The storage service works with objects in S3: that's where you upload a package you want it to store, and that's where it stores two of the three replicas of every package. The app includes links to the original object you uploaded, and where it's stored the S3 copies, so you can jump straight to them.
This is useful if, say, the storage service can't find the package you've uploaded. You can use the link to jump straight to the object.
(The Azure Blob Storage portal doesn't allow linking directly to a prefix, or there'd be a link to the Azure replica as well.)
-
It highlights failed ingest events, and links to relevant logs.
An ingest can have many events -- in some cases over 50 -- but they follow a predictable pattern. This means the app can highlight failures, making them easier to pick out:
It can also recognise which app sent a given failure event.

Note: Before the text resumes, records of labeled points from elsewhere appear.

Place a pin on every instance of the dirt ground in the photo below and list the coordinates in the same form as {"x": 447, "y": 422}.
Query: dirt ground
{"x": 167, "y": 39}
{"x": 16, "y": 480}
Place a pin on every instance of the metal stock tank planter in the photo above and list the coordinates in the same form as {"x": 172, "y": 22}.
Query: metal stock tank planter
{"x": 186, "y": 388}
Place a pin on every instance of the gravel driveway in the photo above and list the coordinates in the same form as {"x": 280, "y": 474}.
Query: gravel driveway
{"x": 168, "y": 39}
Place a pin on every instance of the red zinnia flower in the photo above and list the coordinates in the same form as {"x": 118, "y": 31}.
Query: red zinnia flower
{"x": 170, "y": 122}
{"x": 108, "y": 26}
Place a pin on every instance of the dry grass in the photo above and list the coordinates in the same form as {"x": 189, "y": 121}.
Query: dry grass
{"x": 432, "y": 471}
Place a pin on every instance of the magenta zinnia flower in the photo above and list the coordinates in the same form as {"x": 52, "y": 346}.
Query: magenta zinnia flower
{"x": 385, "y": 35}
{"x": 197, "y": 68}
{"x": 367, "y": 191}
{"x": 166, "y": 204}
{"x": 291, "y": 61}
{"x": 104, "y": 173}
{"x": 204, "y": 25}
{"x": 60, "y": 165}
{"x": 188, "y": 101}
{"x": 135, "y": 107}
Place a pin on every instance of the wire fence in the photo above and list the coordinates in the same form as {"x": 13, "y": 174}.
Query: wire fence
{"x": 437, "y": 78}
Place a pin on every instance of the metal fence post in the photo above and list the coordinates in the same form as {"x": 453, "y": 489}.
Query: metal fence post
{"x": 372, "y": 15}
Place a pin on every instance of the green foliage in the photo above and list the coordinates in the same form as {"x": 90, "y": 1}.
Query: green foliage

The "dev logs" link goes to a pre-filled query in our logging service, which filters for the right app and approximate time when this event was sent, making it easy to debug.
-
It remembers what ingests you looked at recently.
Often you'll want to look up the same ingest multiple times in quick succession, to track its progress through the day.
To save you looking up the ingest ID each time, the app remembers the last ten ingests you looked that, and presents a list of them on the front page:
(More specifically, it remembers the last ten ingests looked up by a given browser.)
-
It highlights pending callbacks.
An ingest is marked as "succeeded" when there are three, verified copies of the original package in the long-term storage, and the package has been registered.
Once it succeeds (or fails), the storage service can optionally make a callback to tell another service that it's done. For example, our digitised workflow system waits for a callback rather than polling the ingests API repeatedly.
If an ingest has succeeded, but the storage service has a pending callback, this gets a visual highlight:
You can use the app by visiting https://wellcome-ingest-inspector.glitch.me
If you want to work on a development version, clone this repo and install dependencies:
$ git clone https://github.com/wellcomecollection/ingest-inspector.git
$ cd ingest-inspector
$ pip3 install -r requirements.txt
Then you need to provide credentials for the app to talk to the storage service API. You can do this in one of two ways:
-
Pass the environment variables
CLIENT_ID
andCLIENT_SECRET
-
Store a JSON file at
~/.wellcome-storage/oauth-credentials.json
with the following keys:{ "client_id": "[CLIENT_ID]", "client_secret": "[CLIENT_SECRET]" }
Then start the server:
$ python3 server.py
This will start a debug version of the ingest inspector at http://localhost:5000. Any changes made to the app will be reflected immediately in the running version.
To deploy a new version to Glitch, commit your changes and push a commit to the primary branch on GitHub. It will be automatically pushed to Glitch using GitHub Actions (based on a blog post by Melissa McEwen).
Note: our Git hook differs from that in the blog post; we run
#!/bin/bash
unset GIT_INDEX_FILE
git --work-tree=/app --git-dir=/app/.git checkout -f
refresh
to trigger an immediate refresh, even if the app is already running.